AI is changing search, for better or for worse
Bing hasn't much benefited from its ML infusion but Google's rivals sense an opening
Feature Ask Google's Bard chatbot about the future of search and you'll get a summary of trends that suggest there's more to search than finding keywords in an index of documents.
It will mention the advantages of conversational and multimodal input, of personalization and its role in prediction, and of integrations with other services. It will even touch on ethical considerations like privacy, bias, inaccuracy, and disinformation.
But Bard doesn't address economics, a crucial consideration. Google's Q3 2023 revenue for its search business reached $44 billion and rivals would be happy to capture some of that cash.
If AI shakes up the search advertising business, as many believe it is already doing, there will be consequences not just for Google and competing firms, but for all the publishers participating in that ecosystem. News sites have no financial incentive to allow AI-powered search services to crawl and summarize their work if internet users see a summary page and never visit the publishing site or generate ad impressions.
Adding AI to search services will have economic consequences not just for Google and publishers, but for rivals that have to bear the cost of developing and implementing machine learning models. Microsoft's GitHub Copilot is reportedly losing as much as $80 per month per user. Both Microsoft and Google plan to charge a $30 premium for AI features in Office 365 and Google Workspace. And developers implementing OpenAI's API have to pay for the privilege.
This is not entirely surprising given that Alphabet chairman John Hennessy reportedly told Reuters that "having an exchange with AI known as a large language model likely cost 10 times more than a standard keyword search, though fine-tuning will help reduce the expense quickly." And this is echoed in a Cell paper titled, "The growing energy footprint of artificial intelligence." The paper estimates that a standard Google Search uses 0.3 Wh of electricity and an AI-powered Google Search consumes 3.0 Wh. That 10x difference matters at scale.
In its enumeration of ethical quandaries, Bard also overlooks the elephant in the room: the unfairness of capturing content without payment or consent and selling it back to people while commoditizing their work. But in that respect, Bard is like all of us who look the other way, who find AI too useful to repudiate as a product of moral compromise.

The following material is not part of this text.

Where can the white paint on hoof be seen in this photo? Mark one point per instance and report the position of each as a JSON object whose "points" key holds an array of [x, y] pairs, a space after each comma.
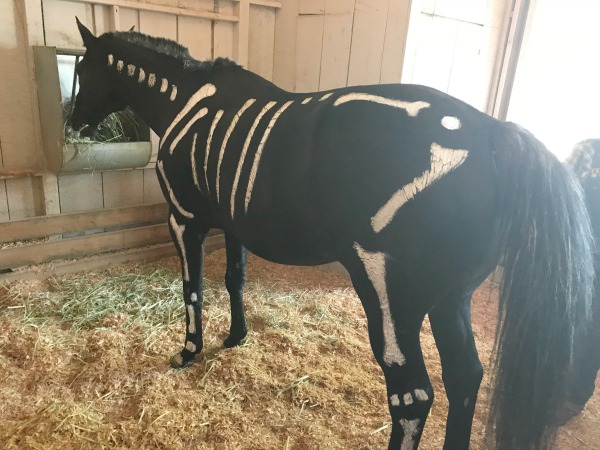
{"points": [[205, 91], [443, 161], [190, 346], [411, 108], [259, 151], [421, 395], [192, 316], [178, 230], [199, 115], [451, 123], [228, 133], [213, 126], [411, 431], [174, 200], [164, 85], [374, 264], [238, 172]]}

The hunt for ... better search
Much of the excitement around AI-assisted search has to do with the tech industry's (and the media's) focus on what comes next. Google has been the dominant search power for decades and there's hunger for change, particularly given persistent concerns about declining search quality in recent years – a trend now ironically exacerbated by the proliferation of generative AI content.
In February, 2023, Microsoft said it was "reinventing search with a new AI-powered Microsoft Bing and Edge." The announcement set off a flurry of speculation about AI as the successor to Google Search, or at least the catalyst for a regime change.
A year on, AI hasn't helped Bing take market share from Google Search.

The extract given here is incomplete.